Whether India can bring back the 2019 World Cup depends on the weather, but even so, the excitement it generates is best explained by playwright Harold Pinter who wrote: “I tend to think that cricket is the greatest thing that God ever created on earth—certainly greater than sex, although sex isn’t too bad either.” Right now, cold showers are what fans and players are experiencing but the smart money is on India emerging victorious thanks to the outstanding players they have in the team.
Narendra Modi: Captain, opening bat, inspirational figure capable of hitting the ball out of the park. His game is built much in the manner and style of West Indian Chris Gayle in terms of his destructive hitting, 56-inch chest and someone who revels in the title of Universe Boss, as his teammates refer to him. When he walks out to bat, the chants of “Modi, Modi” are louder and more aggressive than when we used to hear “Sachin, Sachin”. He has already impressed his fan base by his desire to hug every opposing captain in public even if relations go for a toss. Moreover, his surgical strikes have already got opposing teams running for cover. As he has shown
in earlier campaigns, when he comes out to bat, it is as if there are no boundaries.
Amit Shah: As head coach, mentor and master strategist, Shah’s ability to exploit the weaknesses of opposing teams has been successfully proven in more than one tournament.
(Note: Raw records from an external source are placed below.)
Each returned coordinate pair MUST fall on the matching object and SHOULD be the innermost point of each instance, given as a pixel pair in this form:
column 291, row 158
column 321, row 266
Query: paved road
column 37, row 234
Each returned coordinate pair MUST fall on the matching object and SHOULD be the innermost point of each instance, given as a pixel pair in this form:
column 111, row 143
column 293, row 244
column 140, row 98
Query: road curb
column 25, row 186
Machiavellian is the word most frequently associated with him but more than that is his ability to win over opposing players, also known in bureaucratic circles as lateral entry. His biggest advantage is that, like Ravi Shastri, he has the full backing of the captain, making him indispensable as far as the selectors are concerned. In fact, he even decides who the selectors will be, which basically confirms his ability to change the rules of the game unopposed.
Nirmala Sitharaman: Both captain and coach seem to have immense faith in her abilities and value as an all-rounder, ensuing that she comes up the order, much like filling that elusive Number Four spot in the Indian team. In her earlier stint with the team, she proved to be solid in defence, much like Rahul Dravid, ducking under the barrage of bouncers bowled by the opposition and blocking all attempts to make her play an indiscreet shot. Her promotion up the order is a signal that she is capable of doing her sums right and handling taxing situations.
Arun Jaitley: Although prone to injury and different kinds of surgical strikes, Jaitley has proven to be invaluable in terms of being a team player and the master of spin, which is why his stock ball is the one that can turn adversity into triumph. While batting, he also has the capability of effortlessly deflecting beamers bowled by the opposition. His value addition is that even while hors de combat, he can still confuse and confound the opposing team with his verbal googlies and statistical sundries. He has opted out of being a member of the current team but will continue to play the role of twelfth man, confined to the sidelines but never far from the action.
Rajnath Singh: The utility man for all seasons, can be dropped one day and elevated the next. He is officially number two in the playing eleven as vice-captain and performs unassumingly and keeps a low profile, but like Dinesh Karkit and Ravindra Jadeja, his usefulness and loyalty is constantly under scrutiny. Once at the crease, however, he is capable of playing a long if unspectacular innings.
Giriraj Singh: One of those players who hits out at every ball a la Virendra Sehwag, and seems to revel in constant sledging of opponents, which is why he is invariably under the scrutiny of the Third Umpire or being evaluated by the DRS system which can declare him out if found guilty, except he seems to have the approval and backing of his captain.
Smriti Irani: Her single-minded focus on the team’s main threat, a rival captain, led to her success in getting him clean bowled for the first time in his career. Her reward was hardly in keeping with her astonishing feat but that is the strategy adopted by team India since 2014—only one player gets the credit, and the reward, resplendent in designer suits.